Applications to O-modules and D-modules

Summary

By its definition, a complex manifold X is endowed with the sheaf of rings O _X of holomorphic functions. The structure of O _X , and the theory of O _X -modules, are now well-understood, and it is not our aim to explain this theory from the start. We shall content ourselves with a few basic facts concerning the algebraic structure of O _X , its flabby dimension and the operations on O _X . References are made to Banica-Stanasila [1], Cartan [2], Hörmander [1], Serre [1].

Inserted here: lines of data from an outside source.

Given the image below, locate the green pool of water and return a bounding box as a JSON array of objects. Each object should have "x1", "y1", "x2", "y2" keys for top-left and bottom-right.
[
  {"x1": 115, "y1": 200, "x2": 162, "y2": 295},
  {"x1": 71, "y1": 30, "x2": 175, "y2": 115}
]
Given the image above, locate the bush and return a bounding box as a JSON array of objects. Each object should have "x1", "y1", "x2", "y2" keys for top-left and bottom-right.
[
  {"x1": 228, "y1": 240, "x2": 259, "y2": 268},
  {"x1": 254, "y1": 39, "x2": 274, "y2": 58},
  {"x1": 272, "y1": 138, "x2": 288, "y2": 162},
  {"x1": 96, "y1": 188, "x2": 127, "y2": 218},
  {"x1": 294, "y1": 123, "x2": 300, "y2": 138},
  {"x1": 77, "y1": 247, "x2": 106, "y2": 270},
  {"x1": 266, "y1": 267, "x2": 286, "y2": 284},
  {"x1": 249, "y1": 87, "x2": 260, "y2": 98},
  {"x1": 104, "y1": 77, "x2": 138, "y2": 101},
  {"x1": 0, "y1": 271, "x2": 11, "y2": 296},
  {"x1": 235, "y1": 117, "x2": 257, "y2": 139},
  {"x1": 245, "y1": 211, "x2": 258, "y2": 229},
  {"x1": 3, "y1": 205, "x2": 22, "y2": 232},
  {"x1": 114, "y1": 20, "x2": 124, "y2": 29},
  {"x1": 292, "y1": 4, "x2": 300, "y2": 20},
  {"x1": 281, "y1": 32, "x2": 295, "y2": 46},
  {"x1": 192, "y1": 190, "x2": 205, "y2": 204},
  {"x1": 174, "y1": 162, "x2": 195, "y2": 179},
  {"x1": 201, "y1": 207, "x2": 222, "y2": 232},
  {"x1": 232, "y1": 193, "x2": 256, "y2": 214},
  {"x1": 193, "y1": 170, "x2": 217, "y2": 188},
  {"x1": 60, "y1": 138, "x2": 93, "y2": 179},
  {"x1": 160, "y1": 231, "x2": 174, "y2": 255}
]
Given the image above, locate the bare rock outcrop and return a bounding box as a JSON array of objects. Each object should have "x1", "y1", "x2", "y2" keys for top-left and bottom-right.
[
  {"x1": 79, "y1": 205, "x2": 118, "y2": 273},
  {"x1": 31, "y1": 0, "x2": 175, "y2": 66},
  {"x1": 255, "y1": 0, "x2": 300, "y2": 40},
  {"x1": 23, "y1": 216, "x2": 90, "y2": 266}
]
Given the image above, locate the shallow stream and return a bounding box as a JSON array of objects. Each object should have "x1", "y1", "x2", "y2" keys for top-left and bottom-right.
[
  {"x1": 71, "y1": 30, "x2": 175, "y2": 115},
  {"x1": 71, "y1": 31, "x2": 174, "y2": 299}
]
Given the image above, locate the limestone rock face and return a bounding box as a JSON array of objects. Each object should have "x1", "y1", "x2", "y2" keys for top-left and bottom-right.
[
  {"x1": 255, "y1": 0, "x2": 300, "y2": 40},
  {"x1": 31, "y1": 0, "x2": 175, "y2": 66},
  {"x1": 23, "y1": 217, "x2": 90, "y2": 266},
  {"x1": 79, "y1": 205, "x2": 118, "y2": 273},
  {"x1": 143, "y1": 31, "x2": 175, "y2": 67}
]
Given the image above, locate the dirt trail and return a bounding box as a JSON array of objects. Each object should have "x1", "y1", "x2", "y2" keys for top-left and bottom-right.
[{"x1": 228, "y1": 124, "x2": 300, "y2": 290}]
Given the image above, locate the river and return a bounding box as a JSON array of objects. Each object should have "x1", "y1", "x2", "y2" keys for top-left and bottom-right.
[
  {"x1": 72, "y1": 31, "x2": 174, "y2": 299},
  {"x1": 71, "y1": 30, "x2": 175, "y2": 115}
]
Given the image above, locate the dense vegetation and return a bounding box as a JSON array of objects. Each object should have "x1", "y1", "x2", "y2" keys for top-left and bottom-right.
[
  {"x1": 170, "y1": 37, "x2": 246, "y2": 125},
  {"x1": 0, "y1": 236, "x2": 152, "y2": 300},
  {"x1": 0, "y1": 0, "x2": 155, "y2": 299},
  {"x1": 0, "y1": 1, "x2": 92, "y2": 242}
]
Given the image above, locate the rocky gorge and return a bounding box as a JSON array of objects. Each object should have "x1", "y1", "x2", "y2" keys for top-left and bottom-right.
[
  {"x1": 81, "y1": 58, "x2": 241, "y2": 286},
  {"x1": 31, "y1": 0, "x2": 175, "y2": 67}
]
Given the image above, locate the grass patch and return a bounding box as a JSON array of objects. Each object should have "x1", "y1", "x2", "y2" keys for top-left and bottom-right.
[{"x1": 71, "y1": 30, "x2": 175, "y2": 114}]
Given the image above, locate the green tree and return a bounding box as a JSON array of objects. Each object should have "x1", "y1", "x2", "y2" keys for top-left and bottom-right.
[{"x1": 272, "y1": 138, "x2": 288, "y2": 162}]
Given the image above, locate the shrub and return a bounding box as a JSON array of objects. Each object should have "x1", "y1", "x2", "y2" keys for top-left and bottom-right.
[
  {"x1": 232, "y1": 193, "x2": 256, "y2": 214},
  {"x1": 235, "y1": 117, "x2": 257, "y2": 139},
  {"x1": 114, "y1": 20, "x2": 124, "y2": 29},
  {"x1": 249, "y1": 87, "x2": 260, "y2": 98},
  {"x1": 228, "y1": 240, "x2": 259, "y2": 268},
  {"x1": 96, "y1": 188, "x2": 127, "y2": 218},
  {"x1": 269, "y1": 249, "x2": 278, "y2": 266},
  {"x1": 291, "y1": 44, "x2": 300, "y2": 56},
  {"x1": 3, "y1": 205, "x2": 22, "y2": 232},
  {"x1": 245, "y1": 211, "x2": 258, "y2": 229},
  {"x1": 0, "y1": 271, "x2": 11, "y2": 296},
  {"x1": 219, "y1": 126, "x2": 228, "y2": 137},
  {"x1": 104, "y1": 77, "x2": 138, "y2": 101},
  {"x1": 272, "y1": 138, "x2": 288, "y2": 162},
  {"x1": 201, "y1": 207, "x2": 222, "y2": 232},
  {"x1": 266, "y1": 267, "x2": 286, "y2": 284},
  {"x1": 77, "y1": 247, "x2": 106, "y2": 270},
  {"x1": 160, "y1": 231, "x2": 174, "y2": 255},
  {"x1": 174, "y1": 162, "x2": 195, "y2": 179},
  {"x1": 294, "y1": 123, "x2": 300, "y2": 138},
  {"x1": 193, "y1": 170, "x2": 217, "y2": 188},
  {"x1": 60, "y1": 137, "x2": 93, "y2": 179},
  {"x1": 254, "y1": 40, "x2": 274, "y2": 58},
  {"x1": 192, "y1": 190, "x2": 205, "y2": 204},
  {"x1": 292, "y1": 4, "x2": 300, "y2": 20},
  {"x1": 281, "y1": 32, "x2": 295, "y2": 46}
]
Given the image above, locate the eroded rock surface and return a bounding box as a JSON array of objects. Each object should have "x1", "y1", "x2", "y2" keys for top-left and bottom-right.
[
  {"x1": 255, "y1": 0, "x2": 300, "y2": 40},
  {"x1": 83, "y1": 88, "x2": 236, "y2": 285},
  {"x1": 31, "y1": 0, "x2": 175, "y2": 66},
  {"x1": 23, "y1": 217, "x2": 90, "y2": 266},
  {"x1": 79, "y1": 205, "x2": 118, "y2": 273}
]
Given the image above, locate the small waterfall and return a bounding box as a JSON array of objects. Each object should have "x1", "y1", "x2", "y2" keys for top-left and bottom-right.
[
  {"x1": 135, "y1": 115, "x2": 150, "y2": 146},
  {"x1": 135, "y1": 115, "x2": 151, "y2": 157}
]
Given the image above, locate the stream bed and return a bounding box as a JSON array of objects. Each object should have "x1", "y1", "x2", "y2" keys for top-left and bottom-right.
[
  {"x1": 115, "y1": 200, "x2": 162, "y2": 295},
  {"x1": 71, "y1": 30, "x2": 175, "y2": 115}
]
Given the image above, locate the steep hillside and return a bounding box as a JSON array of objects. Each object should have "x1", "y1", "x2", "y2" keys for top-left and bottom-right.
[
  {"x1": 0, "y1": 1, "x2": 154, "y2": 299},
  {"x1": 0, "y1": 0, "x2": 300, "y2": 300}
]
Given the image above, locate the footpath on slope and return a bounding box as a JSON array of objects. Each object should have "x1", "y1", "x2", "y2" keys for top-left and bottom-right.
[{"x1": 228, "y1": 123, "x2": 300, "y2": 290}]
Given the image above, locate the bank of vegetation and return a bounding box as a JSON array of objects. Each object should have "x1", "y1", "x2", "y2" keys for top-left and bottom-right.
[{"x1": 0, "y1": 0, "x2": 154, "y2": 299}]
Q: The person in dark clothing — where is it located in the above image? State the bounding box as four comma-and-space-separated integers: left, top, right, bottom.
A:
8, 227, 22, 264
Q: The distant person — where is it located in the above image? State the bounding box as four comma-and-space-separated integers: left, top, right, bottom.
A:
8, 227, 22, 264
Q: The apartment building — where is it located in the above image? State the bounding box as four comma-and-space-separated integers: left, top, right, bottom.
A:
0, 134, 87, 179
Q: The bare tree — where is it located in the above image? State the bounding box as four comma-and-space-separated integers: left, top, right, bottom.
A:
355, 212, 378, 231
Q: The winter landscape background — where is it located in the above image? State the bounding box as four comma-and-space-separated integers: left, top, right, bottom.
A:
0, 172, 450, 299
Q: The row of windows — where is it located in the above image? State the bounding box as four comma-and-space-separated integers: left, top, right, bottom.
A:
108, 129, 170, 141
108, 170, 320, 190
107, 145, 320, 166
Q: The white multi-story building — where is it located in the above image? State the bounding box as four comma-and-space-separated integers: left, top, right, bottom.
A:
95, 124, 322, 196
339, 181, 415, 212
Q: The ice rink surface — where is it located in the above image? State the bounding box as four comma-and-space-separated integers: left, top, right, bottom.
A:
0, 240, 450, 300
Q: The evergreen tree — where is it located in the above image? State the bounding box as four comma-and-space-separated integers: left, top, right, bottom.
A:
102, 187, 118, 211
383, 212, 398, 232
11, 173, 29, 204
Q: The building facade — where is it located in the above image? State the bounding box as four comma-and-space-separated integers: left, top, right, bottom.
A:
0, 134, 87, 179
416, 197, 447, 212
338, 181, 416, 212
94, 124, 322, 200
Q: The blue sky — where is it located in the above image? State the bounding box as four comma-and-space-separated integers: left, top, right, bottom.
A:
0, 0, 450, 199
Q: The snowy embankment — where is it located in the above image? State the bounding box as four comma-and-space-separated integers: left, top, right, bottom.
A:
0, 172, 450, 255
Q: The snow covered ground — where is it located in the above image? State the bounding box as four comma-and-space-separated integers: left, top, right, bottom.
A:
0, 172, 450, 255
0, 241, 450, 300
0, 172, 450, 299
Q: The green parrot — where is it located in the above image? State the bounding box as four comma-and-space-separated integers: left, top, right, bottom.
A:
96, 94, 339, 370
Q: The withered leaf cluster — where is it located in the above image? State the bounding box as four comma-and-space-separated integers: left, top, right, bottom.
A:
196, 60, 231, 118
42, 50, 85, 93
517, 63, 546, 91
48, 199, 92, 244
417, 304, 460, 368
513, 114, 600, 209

Next, we introduce the sheaf of rings D _X of finite order holomorphic differential operators on X. Here again the theory of D _X -modules is now well-understood, and we shall be rather brief on this subject, having in mind to make understood the main notions, in particular that of characteristic variety, and to explain the operations on D _X -modules. We shall also recall the classical Cauchy-Kowalewski theorem and its extension to D _X -modules, and we shall derive the formula:

$$SS\left( {R\mathcal{H}\mathcal{O}{{\mathcal{M}}_{{\mathcal{D}X}}}\left( {\mathcal{M},{{\mathcal{O}}_{X}}} \right)} \right) \subset char\left( \mathcal{M} \right),$$

(11.0.1)

, where char(M) is the characteristic variety of the D _X-module M. (In fact, this inclusion is an equality, cf. §4.) As an application of (11.0.1) one immediately obtains, with the help of the results of VIII §5 the constructibility of the complex \(RHo{m_{{D_X}}}\left( {M,{O_X}} \right)\) when M is holonomic, and one also easily proves that this complex is perverse.

For a more detailed exposition of the theory of Q _X -modules, we refer to Björk [1], Kashiwara [5] and Schapira [2].

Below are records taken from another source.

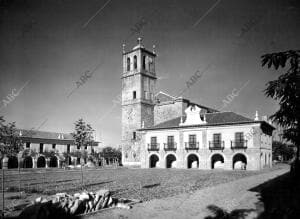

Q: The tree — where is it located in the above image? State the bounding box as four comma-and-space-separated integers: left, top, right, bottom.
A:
0, 116, 23, 156
261, 50, 300, 166
272, 141, 295, 161
100, 147, 122, 162
71, 119, 94, 149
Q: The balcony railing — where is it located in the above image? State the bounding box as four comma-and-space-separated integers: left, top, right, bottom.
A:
164, 142, 177, 151
209, 141, 225, 150
231, 140, 247, 149
185, 142, 199, 150
148, 143, 159, 151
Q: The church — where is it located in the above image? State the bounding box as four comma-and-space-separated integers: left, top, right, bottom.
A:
121, 38, 274, 170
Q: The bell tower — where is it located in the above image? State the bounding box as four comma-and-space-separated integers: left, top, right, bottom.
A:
121, 38, 157, 165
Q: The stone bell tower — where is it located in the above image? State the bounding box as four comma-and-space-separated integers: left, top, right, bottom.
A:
121, 38, 157, 165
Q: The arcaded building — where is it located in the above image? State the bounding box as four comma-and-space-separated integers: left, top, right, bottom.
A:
1, 129, 99, 169
121, 39, 274, 170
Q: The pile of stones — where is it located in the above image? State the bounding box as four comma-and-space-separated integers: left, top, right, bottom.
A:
20, 190, 131, 218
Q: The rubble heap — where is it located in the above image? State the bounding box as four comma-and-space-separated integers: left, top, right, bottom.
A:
20, 190, 130, 218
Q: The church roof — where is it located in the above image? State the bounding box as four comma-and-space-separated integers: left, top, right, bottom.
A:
155, 91, 176, 102
141, 112, 270, 130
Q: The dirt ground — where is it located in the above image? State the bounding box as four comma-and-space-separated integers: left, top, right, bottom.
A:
0, 165, 286, 218
85, 167, 289, 219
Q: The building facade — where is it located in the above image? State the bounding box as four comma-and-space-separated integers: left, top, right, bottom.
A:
1, 129, 99, 169
122, 39, 274, 170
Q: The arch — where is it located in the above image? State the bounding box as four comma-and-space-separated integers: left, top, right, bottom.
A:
7, 156, 19, 169
127, 57, 130, 71
149, 154, 159, 168
23, 156, 33, 168
166, 154, 177, 168
232, 153, 247, 170
186, 154, 199, 169
65, 156, 72, 166
49, 156, 57, 167
211, 154, 224, 169
133, 56, 137, 69
36, 156, 46, 168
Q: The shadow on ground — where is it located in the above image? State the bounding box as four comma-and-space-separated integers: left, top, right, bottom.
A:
206, 173, 300, 219
205, 205, 255, 219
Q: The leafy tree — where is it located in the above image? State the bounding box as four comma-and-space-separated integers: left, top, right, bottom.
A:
261, 50, 300, 163
100, 147, 122, 162
0, 116, 23, 156
272, 141, 295, 161
71, 119, 94, 149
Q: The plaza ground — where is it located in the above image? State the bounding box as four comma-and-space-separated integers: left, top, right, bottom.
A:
1, 165, 287, 215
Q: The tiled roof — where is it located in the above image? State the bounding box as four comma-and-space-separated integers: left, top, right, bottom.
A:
143, 112, 257, 129
18, 129, 73, 140
17, 129, 98, 146
155, 91, 176, 103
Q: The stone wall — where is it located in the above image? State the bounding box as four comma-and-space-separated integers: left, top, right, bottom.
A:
154, 99, 187, 125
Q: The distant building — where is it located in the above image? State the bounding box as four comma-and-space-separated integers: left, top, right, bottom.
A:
1, 129, 100, 168
122, 39, 274, 170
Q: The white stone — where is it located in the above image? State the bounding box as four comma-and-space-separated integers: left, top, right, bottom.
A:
191, 161, 198, 169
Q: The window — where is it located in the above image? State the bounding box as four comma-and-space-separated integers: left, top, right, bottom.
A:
168, 136, 174, 147
151, 137, 157, 147
40, 143, 44, 153
143, 56, 146, 70
235, 132, 244, 142
127, 58, 130, 71
132, 91, 136, 99
189, 135, 196, 147
235, 132, 244, 147
133, 56, 137, 69
213, 133, 221, 147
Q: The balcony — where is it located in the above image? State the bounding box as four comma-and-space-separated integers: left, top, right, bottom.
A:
209, 141, 225, 151
148, 143, 159, 151
185, 142, 199, 151
231, 140, 247, 150
164, 143, 177, 151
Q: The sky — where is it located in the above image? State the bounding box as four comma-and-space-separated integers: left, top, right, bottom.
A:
0, 0, 300, 146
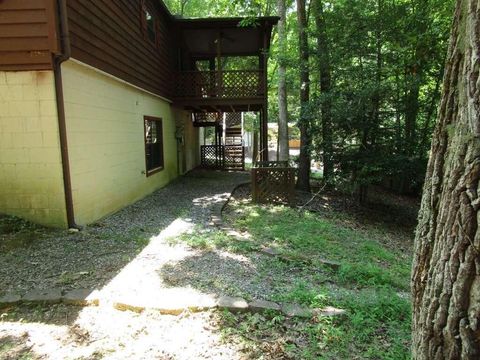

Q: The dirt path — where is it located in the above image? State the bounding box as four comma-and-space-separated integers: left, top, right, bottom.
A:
0, 172, 255, 359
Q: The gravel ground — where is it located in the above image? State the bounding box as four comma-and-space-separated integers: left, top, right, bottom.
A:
0, 305, 242, 360
0, 171, 248, 295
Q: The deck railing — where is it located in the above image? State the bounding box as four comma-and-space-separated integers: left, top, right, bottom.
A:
175, 70, 265, 99
200, 145, 245, 171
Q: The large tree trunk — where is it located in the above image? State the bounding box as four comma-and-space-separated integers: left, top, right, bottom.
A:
297, 0, 310, 191
277, 0, 288, 161
312, 0, 333, 183
412, 0, 480, 359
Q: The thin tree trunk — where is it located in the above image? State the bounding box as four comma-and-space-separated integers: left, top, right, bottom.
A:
412, 0, 480, 360
297, 0, 311, 191
312, 0, 333, 183
405, 0, 428, 156
277, 0, 288, 161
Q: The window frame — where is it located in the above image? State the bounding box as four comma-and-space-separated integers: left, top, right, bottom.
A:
140, 0, 158, 48
143, 115, 165, 177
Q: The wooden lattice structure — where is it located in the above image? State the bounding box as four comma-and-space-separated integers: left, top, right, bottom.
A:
175, 70, 264, 99
225, 112, 242, 129
193, 112, 222, 127
200, 145, 224, 169
200, 145, 245, 171
252, 161, 295, 204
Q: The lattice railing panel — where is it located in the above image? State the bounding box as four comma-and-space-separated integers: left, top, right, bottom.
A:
175, 70, 264, 98
225, 112, 242, 129
223, 145, 245, 170
252, 167, 295, 204
193, 112, 222, 126
200, 145, 224, 169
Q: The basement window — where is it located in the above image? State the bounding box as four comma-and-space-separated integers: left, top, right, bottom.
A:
143, 116, 163, 176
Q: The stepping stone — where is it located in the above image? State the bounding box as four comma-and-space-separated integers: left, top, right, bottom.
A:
217, 296, 248, 312
260, 248, 282, 256
248, 300, 281, 312
0, 293, 22, 306
63, 289, 99, 306
281, 304, 312, 318
22, 289, 62, 304
113, 302, 145, 313
312, 306, 347, 317
316, 259, 342, 271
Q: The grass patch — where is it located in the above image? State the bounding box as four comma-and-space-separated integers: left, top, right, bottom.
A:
214, 204, 411, 359
232, 205, 411, 290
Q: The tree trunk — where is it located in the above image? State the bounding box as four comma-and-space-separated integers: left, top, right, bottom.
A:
405, 0, 429, 156
277, 0, 288, 161
412, 0, 480, 360
312, 0, 333, 183
297, 0, 311, 191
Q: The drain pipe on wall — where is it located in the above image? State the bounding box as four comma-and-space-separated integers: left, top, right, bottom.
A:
53, 0, 80, 229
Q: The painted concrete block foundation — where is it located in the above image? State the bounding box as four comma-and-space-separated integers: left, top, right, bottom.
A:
0, 71, 67, 227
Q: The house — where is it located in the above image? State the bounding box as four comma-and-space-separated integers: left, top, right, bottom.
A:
0, 0, 278, 227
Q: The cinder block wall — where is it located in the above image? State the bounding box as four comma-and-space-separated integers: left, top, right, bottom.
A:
0, 71, 67, 227
62, 60, 197, 225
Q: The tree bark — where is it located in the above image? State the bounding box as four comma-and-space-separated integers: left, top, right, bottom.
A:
297, 0, 311, 191
277, 0, 288, 161
312, 0, 333, 183
412, 0, 480, 360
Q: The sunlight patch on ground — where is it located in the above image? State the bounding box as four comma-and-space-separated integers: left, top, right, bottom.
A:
0, 307, 239, 360
100, 219, 218, 309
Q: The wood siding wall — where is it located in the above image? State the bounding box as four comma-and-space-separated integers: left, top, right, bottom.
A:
67, 0, 176, 98
0, 0, 58, 70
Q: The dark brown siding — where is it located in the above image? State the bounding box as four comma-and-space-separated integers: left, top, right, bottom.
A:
67, 0, 175, 98
0, 0, 58, 70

Then we study “microlocally” the sheaf O _X . After having introduced the ring E ^ℝ _X of microlocal operators we sketch the proof of an important theorem which asserts that one can locally “quantize” holomorphic contact transformations over O _X . We end this chapter by introducing the sheaf L _M of Sato micro-functions on a real analytic manifold M. Using (11.0.1), and the results of Chapters V and VI, it is an easy exercise to recover many classical results of the theory of linear partial differential equations, in particular those concerning elliptic equations or the analytic wave front set, micro-hyperbolic systems and propagation of singularities.

As it should be clear, the aim of this chapter is not to give a complete or systematic treatment of the theory of analytic (micro-)differential equations, but rather to introduce the reader to it, and in particular to make him better understand the basic paper of Sato-Kawai-Kashiwara [1], under the light of the theory of micro-support of sheaves.

In this chapter all sheaves, unless otherwise specified, are sheaves of ℂ-vector spaces.